In order to use the changes in academic PubMed-reflected information as a contrast to the changes in general Google-reflected information, the requirements for drug searches in the two databases were made more equitable by counting only those PubMed articles and Google pages that had the name of a drug in the title (“term-in-title”). This profoundly reduced the number of both Web pages and PubMed articles compared to when the name of a drug is anywhere in the page (or article). In addition, such narrowing of the selection was much more dramatic with Google Search “term-in-title” Web pages than with PubMed “term-in-title” articles. The “term-in-title” approach has an important advantage, because it avoids the problem of differences between two systems of drug search in the text of the page (or article). PubMed has a well-developed system to search for drug's name in the text of an article that permits selection only when the information on a drug in the article is substantial. The Google search system does not provide such scrupulous selection. Therefore, the “term-in-title” approach is more equitable. The use of only nonproprietary drug names as well as the selection of results in English served the same purpose. Nevertheless, these steps to improve equitability did not obviate the role of the two most important factors in determining the differences in Google-reflected and PubMed-reflected information. First, PubMed, in contrast to Google, contains only academic and peer-reviewed information. Second, Google includes both non-academic and academic information reflecting a mixture of completely different sources. The three steps described above increase the equitability of the Google and PubMed systems and made their juxtaposition more revealing.

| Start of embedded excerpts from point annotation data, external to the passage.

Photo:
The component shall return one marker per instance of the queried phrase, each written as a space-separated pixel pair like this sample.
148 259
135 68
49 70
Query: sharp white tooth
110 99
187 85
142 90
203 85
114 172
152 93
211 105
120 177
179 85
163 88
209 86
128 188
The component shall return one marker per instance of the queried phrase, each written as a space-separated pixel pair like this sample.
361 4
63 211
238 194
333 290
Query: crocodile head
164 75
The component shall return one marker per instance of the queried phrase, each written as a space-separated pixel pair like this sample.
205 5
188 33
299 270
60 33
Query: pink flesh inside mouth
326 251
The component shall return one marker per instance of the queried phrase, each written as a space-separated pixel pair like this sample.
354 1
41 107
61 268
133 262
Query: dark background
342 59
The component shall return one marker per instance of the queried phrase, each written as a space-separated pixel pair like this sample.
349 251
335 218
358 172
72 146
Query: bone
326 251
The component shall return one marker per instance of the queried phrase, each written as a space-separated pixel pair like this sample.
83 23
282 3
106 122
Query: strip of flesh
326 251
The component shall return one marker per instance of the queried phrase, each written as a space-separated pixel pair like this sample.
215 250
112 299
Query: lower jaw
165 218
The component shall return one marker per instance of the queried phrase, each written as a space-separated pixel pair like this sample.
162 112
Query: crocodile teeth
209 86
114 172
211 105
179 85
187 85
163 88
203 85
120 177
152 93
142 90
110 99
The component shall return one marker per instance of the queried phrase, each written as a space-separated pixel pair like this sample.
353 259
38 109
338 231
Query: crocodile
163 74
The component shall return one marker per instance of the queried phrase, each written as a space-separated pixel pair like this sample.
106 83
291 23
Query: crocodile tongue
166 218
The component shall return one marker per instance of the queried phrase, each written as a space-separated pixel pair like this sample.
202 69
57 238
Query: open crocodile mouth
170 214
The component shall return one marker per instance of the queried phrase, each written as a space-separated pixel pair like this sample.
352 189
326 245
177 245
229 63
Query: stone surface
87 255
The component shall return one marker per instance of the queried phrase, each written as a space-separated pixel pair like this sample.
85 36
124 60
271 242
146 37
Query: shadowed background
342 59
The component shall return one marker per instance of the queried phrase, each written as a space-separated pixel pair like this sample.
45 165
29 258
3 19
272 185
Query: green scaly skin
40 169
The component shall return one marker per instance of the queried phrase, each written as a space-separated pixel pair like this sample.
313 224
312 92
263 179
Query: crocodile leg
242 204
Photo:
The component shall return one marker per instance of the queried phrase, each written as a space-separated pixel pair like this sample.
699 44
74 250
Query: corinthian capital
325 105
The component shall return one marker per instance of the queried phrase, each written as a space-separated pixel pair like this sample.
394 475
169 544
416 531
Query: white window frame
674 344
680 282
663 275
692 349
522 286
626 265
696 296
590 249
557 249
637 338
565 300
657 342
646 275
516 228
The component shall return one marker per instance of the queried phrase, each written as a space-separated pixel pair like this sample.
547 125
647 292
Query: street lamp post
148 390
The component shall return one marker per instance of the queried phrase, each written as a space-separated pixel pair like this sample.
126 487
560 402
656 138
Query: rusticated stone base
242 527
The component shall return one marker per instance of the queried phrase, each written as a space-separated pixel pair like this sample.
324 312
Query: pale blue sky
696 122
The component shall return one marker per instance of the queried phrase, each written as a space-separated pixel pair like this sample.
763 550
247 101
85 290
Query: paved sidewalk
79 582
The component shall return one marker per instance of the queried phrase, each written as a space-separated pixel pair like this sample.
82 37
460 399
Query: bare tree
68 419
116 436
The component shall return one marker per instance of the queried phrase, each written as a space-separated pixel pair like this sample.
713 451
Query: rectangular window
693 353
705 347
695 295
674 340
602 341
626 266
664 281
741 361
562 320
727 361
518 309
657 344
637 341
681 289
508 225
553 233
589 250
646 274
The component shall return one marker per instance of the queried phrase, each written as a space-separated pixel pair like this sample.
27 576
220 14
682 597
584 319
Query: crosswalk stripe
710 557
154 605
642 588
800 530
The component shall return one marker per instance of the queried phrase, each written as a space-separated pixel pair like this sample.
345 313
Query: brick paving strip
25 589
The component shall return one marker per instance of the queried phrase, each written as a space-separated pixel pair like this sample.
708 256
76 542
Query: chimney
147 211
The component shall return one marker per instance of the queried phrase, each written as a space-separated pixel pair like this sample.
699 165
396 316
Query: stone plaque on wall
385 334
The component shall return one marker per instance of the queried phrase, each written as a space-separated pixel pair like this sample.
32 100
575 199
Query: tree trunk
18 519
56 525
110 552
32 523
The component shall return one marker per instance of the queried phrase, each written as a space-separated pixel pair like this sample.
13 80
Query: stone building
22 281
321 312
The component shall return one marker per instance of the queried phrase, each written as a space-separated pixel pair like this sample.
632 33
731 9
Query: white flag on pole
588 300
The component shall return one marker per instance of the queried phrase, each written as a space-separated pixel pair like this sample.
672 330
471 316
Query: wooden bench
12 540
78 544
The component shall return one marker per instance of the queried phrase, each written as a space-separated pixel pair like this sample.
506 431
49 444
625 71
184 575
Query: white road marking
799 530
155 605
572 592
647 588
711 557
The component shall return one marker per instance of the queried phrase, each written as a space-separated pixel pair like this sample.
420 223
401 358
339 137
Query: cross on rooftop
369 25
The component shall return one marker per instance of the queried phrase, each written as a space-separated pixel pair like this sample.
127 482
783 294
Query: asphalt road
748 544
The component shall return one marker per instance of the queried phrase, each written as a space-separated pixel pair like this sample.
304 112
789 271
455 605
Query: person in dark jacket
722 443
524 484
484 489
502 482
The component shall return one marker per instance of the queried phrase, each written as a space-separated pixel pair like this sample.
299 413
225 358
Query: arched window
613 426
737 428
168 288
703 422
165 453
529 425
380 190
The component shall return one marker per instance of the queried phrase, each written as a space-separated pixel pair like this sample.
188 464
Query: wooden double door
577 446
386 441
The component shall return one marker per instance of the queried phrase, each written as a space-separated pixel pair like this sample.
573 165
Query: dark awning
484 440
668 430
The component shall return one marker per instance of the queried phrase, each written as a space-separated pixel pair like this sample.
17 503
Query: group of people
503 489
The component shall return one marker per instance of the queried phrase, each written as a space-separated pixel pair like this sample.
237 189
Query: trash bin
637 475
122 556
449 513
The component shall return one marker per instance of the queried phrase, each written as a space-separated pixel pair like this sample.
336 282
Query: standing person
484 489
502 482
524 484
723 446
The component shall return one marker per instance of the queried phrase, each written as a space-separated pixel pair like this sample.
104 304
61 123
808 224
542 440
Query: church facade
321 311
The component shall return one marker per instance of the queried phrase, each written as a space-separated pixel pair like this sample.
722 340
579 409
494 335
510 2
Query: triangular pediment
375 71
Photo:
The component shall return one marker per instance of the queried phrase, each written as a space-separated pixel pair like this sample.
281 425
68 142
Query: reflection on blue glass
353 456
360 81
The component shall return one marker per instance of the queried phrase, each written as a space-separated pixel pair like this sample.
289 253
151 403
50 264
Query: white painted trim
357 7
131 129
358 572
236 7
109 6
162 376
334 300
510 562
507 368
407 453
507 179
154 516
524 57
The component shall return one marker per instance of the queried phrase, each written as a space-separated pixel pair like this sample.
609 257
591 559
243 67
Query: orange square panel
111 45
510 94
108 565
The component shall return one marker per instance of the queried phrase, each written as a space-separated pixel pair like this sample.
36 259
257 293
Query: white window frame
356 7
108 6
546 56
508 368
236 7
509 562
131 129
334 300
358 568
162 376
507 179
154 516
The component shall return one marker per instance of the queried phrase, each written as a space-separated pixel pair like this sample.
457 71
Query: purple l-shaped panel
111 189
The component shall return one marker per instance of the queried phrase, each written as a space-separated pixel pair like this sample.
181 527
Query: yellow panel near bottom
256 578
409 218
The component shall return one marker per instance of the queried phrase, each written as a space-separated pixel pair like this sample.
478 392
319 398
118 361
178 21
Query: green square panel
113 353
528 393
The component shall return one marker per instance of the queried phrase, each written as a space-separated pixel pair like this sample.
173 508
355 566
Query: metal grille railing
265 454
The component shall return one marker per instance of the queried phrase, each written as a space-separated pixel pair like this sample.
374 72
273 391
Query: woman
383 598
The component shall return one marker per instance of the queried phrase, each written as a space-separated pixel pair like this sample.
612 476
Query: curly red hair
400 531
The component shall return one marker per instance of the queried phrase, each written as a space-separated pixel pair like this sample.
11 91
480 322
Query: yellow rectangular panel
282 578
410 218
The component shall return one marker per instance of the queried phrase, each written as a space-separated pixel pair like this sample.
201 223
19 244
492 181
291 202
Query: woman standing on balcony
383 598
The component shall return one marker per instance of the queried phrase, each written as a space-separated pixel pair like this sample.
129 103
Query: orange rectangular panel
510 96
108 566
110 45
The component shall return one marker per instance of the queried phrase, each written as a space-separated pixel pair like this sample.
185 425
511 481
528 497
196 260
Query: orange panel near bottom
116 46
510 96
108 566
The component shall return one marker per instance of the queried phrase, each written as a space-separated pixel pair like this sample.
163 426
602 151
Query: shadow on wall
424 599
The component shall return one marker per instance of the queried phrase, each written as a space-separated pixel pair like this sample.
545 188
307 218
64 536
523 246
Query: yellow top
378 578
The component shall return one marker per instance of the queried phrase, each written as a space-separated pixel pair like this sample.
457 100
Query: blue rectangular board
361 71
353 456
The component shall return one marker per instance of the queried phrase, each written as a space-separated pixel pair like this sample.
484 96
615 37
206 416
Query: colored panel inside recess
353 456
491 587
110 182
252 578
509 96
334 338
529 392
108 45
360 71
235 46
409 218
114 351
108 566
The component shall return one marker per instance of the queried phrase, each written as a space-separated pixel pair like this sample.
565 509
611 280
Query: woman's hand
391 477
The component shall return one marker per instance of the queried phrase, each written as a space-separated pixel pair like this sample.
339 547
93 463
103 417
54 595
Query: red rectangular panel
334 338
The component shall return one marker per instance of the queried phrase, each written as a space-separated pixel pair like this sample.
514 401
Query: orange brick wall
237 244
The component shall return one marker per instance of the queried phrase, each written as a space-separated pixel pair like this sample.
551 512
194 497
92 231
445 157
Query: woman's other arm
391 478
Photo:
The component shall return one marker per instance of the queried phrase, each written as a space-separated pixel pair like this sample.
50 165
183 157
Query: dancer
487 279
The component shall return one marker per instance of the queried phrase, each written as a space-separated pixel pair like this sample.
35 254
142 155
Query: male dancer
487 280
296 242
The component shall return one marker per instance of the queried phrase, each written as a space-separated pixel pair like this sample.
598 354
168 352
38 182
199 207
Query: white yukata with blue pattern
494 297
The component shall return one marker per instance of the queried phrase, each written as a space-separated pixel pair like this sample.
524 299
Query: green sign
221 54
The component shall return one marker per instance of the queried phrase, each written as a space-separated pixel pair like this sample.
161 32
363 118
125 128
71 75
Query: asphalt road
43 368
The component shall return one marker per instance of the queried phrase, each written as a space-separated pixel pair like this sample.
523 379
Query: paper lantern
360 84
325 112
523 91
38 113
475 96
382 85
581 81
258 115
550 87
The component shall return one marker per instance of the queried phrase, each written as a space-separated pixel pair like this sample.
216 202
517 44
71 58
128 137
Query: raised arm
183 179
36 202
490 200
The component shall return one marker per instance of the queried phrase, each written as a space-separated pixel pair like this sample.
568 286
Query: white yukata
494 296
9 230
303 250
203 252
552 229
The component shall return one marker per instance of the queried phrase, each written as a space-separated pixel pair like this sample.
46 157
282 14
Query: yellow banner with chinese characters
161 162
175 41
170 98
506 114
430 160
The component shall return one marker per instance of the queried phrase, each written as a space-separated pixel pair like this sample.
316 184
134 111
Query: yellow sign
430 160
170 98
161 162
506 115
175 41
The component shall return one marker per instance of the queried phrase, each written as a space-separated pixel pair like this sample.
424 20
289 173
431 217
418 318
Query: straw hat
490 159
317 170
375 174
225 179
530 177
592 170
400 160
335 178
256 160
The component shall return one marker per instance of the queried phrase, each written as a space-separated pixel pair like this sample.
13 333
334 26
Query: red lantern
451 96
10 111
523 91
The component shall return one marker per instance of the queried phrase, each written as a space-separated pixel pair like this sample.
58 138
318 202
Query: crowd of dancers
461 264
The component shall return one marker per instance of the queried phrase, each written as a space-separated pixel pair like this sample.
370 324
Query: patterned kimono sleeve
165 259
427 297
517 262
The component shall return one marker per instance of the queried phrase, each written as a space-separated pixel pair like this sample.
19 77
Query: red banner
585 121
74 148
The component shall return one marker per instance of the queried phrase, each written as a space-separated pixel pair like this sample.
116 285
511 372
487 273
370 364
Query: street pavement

Thus, not unexpectedly, the growth of Google-reflected information on anesthetics exceeded the growth of PubMed-reflected information. This does not necessarily mean that research or clinical interest in anesthetics has decreased over the last few decades. However, the dominance of nonacademic information can have important consequences. One is the increased availability of both academic and non-academic information on the Web. Barriers between these two domains have become more permeable, especially for individuals who are not medical professionals. As a result, sources of information can easily become sources of confusion and disinformation, especially regarding the adverse effects of anesthetics. In general, it could be viewed as an Internet-fueled decline of barriers between professionals and lay people; this was presented even as alarming trend indicative of “dilution of expertise” – a phenomenon of our time by far not limited to medicine.7 There may be other repercussions of the constantly increasing dominance of Google-reflected information that are more difficult to assess and predict.
This is a starting point in addressing the history of growth in availability of general Google-reflected information on drugs used for anesthesia. The obvious limitations are associated with the narrow scope of searches: only Web pages with the name of a drug in the title of the page, only nonproprietary names of the drugs, and results only in English. Widening the scope of the drug searches might substantially alter the results.
In conclusion, general Google-reflected information is rapidly growing and, as a result, its dominance over academic PubMed-reflected information is constantly increasing.